Raising the Grade: Why We Should Invest in Our Inland Waterways
Many ILTA terminal members partner closely with barge companies to keep goods moving in and out of their facilities, contributing to local economies and interstate commerce. Some ILTA companies like Canal Barge are both terminal operators and barge operators. These companies have a special appreciation for the importance of our national waterways network.
Once every five years, the American Society of Civil Engineers issues an updated assessment of the state of our national infrastructure, rating components ranging from freight rail to transit, highways to broadband, and posts and waterways. In early March, ASCE released the latest edition of its Report Card for America’s Infrastructure. The report is a wake-up call for policymakers, shining a light on the immense need for greater investment in improvements and maintenance of our national infrastructure. Of all the 17 infrastructure categories ASCE rated, inland waterways received one of the lowest scores – a D-plus.
Our national waterway network is comprised of approximately 12,000 miles of inland navigation channels. Inland waterways are an important part of the multimodal freight network, and nearly 830 million tons of cargo are moved on the inland waterways system annually. The network is especially crucial to the agricultural industry, which relies on waterways to move and export wheat, soybeans, and other goods to domestic and international markets in a cost-effective manner. In general, projects along the inland waterways system yield a substantial return on investment. ASCE estimates that for every $1 of investment in infrastructure, between $2 and $3 is generated in economic activity around the U.S. over time.
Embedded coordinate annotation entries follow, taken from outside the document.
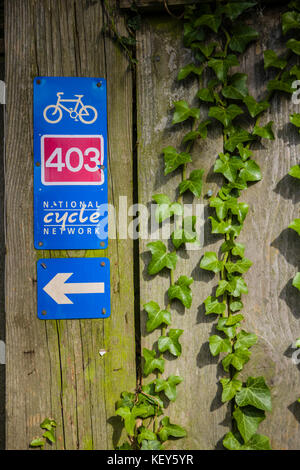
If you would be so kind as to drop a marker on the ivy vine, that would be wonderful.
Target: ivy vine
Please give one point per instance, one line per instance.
(217, 35)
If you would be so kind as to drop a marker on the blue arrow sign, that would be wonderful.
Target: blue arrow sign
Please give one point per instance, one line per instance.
(70, 163)
(73, 288)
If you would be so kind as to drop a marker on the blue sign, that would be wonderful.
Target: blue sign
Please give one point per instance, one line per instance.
(73, 288)
(70, 163)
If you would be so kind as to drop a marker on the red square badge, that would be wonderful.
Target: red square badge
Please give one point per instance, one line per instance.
(72, 159)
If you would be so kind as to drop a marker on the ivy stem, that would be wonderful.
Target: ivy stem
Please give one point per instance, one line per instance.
(228, 38)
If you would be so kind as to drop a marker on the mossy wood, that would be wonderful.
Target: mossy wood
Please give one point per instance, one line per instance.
(54, 368)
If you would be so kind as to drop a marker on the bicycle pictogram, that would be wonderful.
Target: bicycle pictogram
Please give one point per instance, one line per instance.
(86, 113)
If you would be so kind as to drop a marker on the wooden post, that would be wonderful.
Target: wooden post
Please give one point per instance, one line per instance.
(54, 367)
Inadequate funding for maintenance and rehabilitation activities leads to deterioration in locks and dams, leading to unplanned system outages. The inland waterways system reports a $6.8 billion backlog in construction projects and ongoing lock closures — totaling 5,000 hours in unplanned outages between 2015 and 2019. This hampers the industries that rely on the waterways to get their goods to market. The U.S. Department of Agriculture estimates delays cost up to $739 per hour for an average tow, or $44 million per year. In addition to food products, the inland waterways move raw materials.
The Biden administration has voiced its intention to make investments in infrastructure a landmark issue. ASCE gave America’s overall infrastructure a score of C-minus, which certainly confirms the need for investment. Moreover, the lackluster inland waterways score makes a strong case for prioritizing policy reforms and funding mechanisms to ensure investments in inland.
Below is a list of the items ASCE says we need to prioritize to raise the grade. We, at ILTA, share this goal and support these items.
Give the U.S. Army Corps of Engineers the authority to manage a project from start to finish and ensure sufficient and timely appropriations from Congress to avoid costly stop-and-start of construction that has traditionally taken place.
Develop and implement a standardized measurement for delays on the system.
Fund waterways projects at the authorized levels and do so consistently, passing a Water Resources Development Act on a two-year cycle.
Ensure that full use of the Inland Waterways Trust Fund continues to be appropriated. ·
Increase the amount spent on operations and maintenance of the inland waterways each year by providing more robust appropriations and consider a prioritization method that can more strategically direct limited funds to needy projects.
As the Biden administration and Congress turn to the infrastructure debate, ILTA intends to urge lawmakers to provide adequate funding to inland waterways and all the modes of transportation that allow movement of the essential products in and out of terminals.